Archiv 1998

Ein Kommentar zum Wegfall der Kinderermäßigung bei der Nutzung der TGO-Punktekarte zum 1. Januar 1999

Offenburg, im Dezember 1998

Der Ortenaukreis mit seinem Tarifverbund TGO ist seit Januar dieses Jahres zum bundesweiten Musterbeispiel für eine familienfeindliche Tarifgestaltung geworden. Attraktiv waren die ÖPNV-Angebote für Familien seit dem Inkrafttreten des Gemeinschaftstarifs für den Tarifverbund Ortenau auch bisher nicht. Was den Benutzern von Bussen und Bahnen an weiteren Belastungen häppchenweise zugemutet wird, steht im krassen Widerspruch zu den politischen Bekenntnissen und dem Werben für den öffentlichen Nahverkehr. Mit Beginn des Jahres 1999 entfiel, so die neuen TGO-Tarifbedingungen, die Kinderermäßigung bei der Nutzung der Punktekarte. Schon bisher war die Regelung für Kinder zwischen 4 und 11 Jahren eher halbherzig: für diese Altersgruppe wird zwar nach dem Gemeinschafttarif eine Ermäßigung von 50% gewährt, was aber bei der Benutzung der Punktekarte nicht konsequent umgesetzt wurde. Während Erwachsene für die Fahrt von Gengenbach in die Kreisstadt drei Punkte zu entwerten haben, mußten bisher für Kinder zwei Punkte abgestempelt werden. Das entsprach einem Fahrpreis von DM 1,80  bis Dezember 1998 und, durch Wegfall der Kinderermäßigung bei gleichzeitiger Tariferhöhung, DM 3,00 ab Januar 1999. Ein Kind aus einer Familie mit mehr als zwei Kindern wurde auf der selben Strecke bis Januar des Jahres 1998 von der Deutschen Bahn AG für 75 Pfennig befördert. Aber seit dem 1. Februar 1998 verlor die BahnCard, und damit auch der "Würmelingpass" für kinderreiche Familien, seine Gültigkeit in der Ortenau.

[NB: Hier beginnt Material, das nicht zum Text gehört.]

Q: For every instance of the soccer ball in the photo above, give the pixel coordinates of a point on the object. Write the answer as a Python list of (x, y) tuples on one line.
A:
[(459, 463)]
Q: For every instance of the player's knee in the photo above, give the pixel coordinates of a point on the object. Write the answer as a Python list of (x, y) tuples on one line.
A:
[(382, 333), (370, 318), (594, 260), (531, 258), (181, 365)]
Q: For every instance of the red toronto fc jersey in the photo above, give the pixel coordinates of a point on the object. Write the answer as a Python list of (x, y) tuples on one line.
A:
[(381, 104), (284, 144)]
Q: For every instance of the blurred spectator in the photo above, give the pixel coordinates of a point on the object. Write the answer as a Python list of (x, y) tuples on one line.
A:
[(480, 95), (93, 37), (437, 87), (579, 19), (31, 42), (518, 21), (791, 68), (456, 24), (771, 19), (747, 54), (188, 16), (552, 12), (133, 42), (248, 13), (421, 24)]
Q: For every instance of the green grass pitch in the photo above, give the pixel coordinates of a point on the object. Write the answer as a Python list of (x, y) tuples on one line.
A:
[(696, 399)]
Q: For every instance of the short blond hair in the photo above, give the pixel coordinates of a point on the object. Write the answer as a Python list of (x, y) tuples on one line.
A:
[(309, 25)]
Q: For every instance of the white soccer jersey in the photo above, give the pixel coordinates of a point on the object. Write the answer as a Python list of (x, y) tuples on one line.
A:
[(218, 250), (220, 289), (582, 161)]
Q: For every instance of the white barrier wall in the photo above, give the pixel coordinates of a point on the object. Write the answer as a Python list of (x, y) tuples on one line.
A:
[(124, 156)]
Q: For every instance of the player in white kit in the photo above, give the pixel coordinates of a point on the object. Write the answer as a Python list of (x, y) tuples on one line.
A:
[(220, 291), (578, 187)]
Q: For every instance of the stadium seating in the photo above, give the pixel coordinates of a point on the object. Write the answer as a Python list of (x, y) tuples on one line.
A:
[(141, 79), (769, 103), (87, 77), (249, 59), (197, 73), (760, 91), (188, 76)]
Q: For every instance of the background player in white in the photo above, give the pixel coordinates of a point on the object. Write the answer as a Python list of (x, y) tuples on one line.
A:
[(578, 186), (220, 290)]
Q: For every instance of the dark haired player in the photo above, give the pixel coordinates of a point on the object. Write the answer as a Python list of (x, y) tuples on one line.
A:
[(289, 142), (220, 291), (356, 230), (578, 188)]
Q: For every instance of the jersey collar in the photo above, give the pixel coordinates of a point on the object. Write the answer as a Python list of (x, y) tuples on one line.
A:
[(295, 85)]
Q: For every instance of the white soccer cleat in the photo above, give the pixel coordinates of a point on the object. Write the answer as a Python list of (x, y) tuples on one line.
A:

Was hat die Verantwortlichen zu einer verantwortungslosen Änderung der Tarifbestimmungen bewogen? Begründet wird die Maßnahme des Wegfalls der Kinderermäßigung mit "Abrechnungsproblemen" im Schülerverkehr. Das Landratsamt hatte zum Beginn des Schuljahrs 1998/99 die Elternanteile für die Schülermonatskarten durch Änderung der Satzung über die Erstattung notwendiger Schülerbeförderungskosten drastisch erhöht, wodurch die Akzeptanz der Schülermonatskarten deutlich verringert wird. Die Eltern reagieren darauf durch den Kauf von Punktekarten und "alternativen" Beförderungsmodellen: Eine Familie aus Gengenbach, deren vier Kinder eine Offenburger Schule besuchen, bezahlt für die 25 Schultage zwischen den Sommer- und Herbstferien DM 416 für den Kauf von TGO-Schülermonatskarten. Nach DB-Tarif (zwei der vier Kinder unter 12) hätten die Fahrten sogar mit Einzelfahrscheinen nur DM 225 gekostet. Jetzt werden die Kinder zum gemeinsamen Schulbeginn mit dem Auto zur Schule gefahren und zur Heimfahrt mit Punktekarten ausgestattet. Anstatt die Tarife und Bedingungen im Bereich der Schülerbeförderung zu verbessern - ein Blick über die Kreisgrenzen nach Freiburg und Karlsruhe zeigt hervorragende Beispiele - wird der Fahrpreis für Kinder heraufgesetzt. Die Bezeichnung "Umwelt- Punktekarte" wird damit für Eltern mit Kindern ein Hohn.